Se repite en diferentes carreteras del país un hecho singular: vendedores de los productos que cosechan en sus pequeñas y muy modestas tierras. De esa forma ganan un dinero para vivir. Lo hacen, no cabe duda, honradamente y, diría, con positiva respuesta de los conductores de vehículos que por allí circulan.
Entre Guayaquil, donde vivo y Piñas, mi tierra a la que viajo con frecuencia, hay unos 270 kilómetros y, realmente, los vendedores apostados a lo largo de la vía, con sus productos muy bien ordenados, frescos, de colores intensos, al tiempo de construir y ofrecer un paisaje bello y único, son una invitación permanente para la compra y la degustación.
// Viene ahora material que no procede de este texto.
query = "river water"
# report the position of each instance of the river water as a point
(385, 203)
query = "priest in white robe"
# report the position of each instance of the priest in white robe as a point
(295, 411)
En esta época, apenas superado el paso del pago de peaje en Durán, los mangos, por decenas de miles, en cajas y coquetamente embalados, se dejan ver frescos y provocativos. Lo hacen para anunciar que comienza la ruta de las ventas. Vendrán luego los tradicionales puestos del Km. 26, llenos, sobre todo, de frutas costeñas. De allí en adelante tendremos saquillos de arroz y de maíz, pescados de río y mar, cangrejos, conchas, humitas, tortillas de maíz, guineos verdes y maduros y, a poco de cerrar mi viaje –cuando ya se sienten los efectos de la limpia oxigenación que produce el hermoso bosque protector de Buenaventura (a 1.000 m.s.n.m., en Piñas)-, aparecen las naranjas, dulcísimas, jugosas, de amarillo perfecto, que le regalan un aroma especial a la carretera.
Quizás el señor Iza y su mala compañía entiendan que este país también existe y es trascendente, es verdadero, merece paz y vías expeditas para sobrevivir. Quizás el señor Iza y sus secuaces no atenten y, cuales brutales sicarios, maten a esta imprescindible actividad laboral y de supervivencia.